The first thing you notice at the hospital is that they are not really talking to you. Medical language is difficult and complex, and they rarely take action to make things more understandable to you. One of the testimonies I received in La Cura was that of a lady who has found herself in front of a doctor shouting at her: “You really think that I will explain to you why your thyroid has to be removed? It has to be removed! That’s it!”
This is really not “open”, in any sense. And, in more than one way, it is an explicit evidence of the approach which medicine has towards patients: they cease to be “humans” and become sets of parameters on a medical record subject to certain protocols and standards. When you are in the hospital, it’s often as if you’re not there. The only thing that matters is your data: blood pressure, heartbeat, magnetic resonance etc.
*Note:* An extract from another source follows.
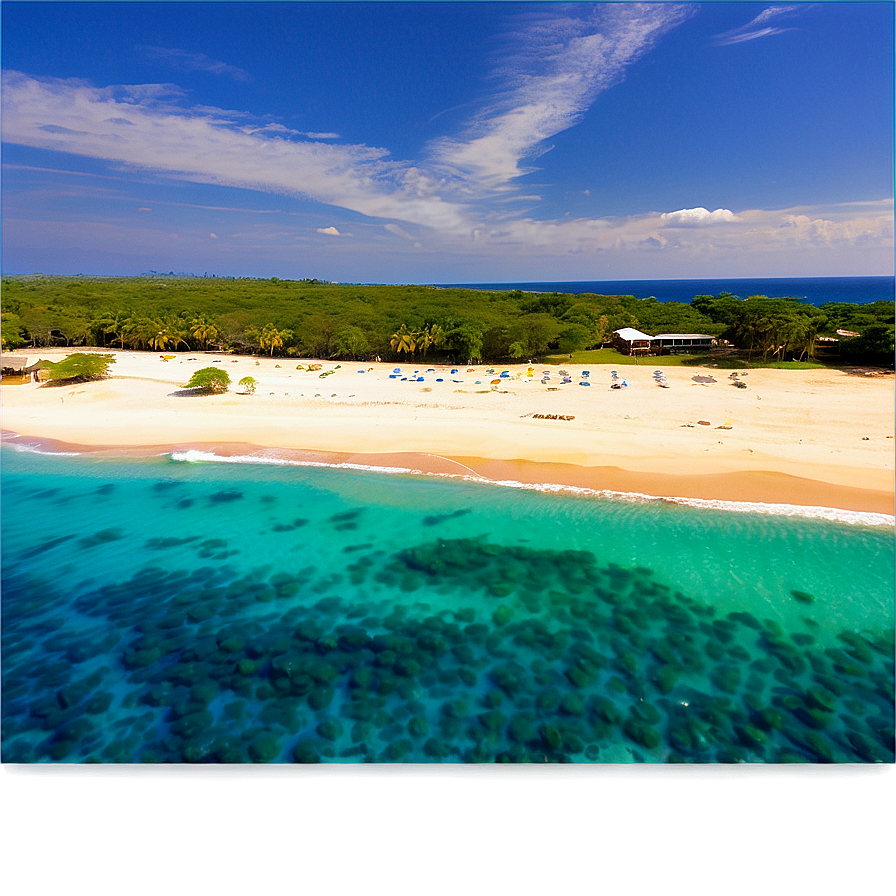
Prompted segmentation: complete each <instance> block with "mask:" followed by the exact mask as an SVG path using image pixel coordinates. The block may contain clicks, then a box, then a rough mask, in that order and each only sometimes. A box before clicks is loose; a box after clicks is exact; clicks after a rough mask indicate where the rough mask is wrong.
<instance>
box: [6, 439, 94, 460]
mask: <svg viewBox="0 0 896 896" xmlns="http://www.w3.org/2000/svg"><path fill="white" fill-rule="evenodd" d="M12 447H13V448H15V449H16V451H23V452H24V453H25V454H45V455H47V456H48V457H80V456H81V452H80V451H48V450H47V449H46V448H41V447H40V445H28V444H27V443H19V442H16V443H14V444H13V446H12Z"/></svg>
Patrick Lichty – La Cura: An Open Source Cure. An interview with Salvatore Iaconesi
Opening medical data equates to reconciling medical knowledge and the bodily experience of illness. And in this specific respect the inspiration for the Italian artist’s “cure” can be traced back to the growing interest in medical humanities. Since the late 1950s, a body of works of literature, art, and scholarly productions in medical anthropology and social sciences dealing with the experience of illness is used in medical education and practice. Beyond basic bedside manners, medical professionals are increasingly trained to develop skills of humane medical care, observation and empathy with their patients. This is obtained by examining first person accounts of patients or by studying the sociological and cultural context of the practice of biomedicine. Even without venturing into the most creative, and sometimes controversial, field of art therapy, this new domain clearly has the potential of complexifying and improving the present understanding of well-being and of its many opposites.
Iaconesi has invited not only medical experts and fellow patients, but also poets, visual artists, and musicians to take part in his online experiment, and this clearly situates his open cure at the crossroad of medical and digital humanities. So far, this liaison between computer science, humanities and medicine has been mainly ensured by medical professionals with some background in informatics, like the initiators of the Medical Future Labs and of related programmes around the world. The fact that an artist – and, moreover, a person living with cancer – has now launched a similar initiative surely promises invaluable insight into the way illness and healing are experienced in a computer-mediated social environment.
Think about the possible evolutions of the notion of “disease” and “health” applied to our current situation, the possibility of reverting to forms of dignity and human sociability based on the sharing of ideas and experiences, on the reappropriation of a state of sincere and active solidarity, comprehensive and manifold.
Salvatore Iaconesi – La Cura e gli Open Data, La Stampa, 13/9/2012.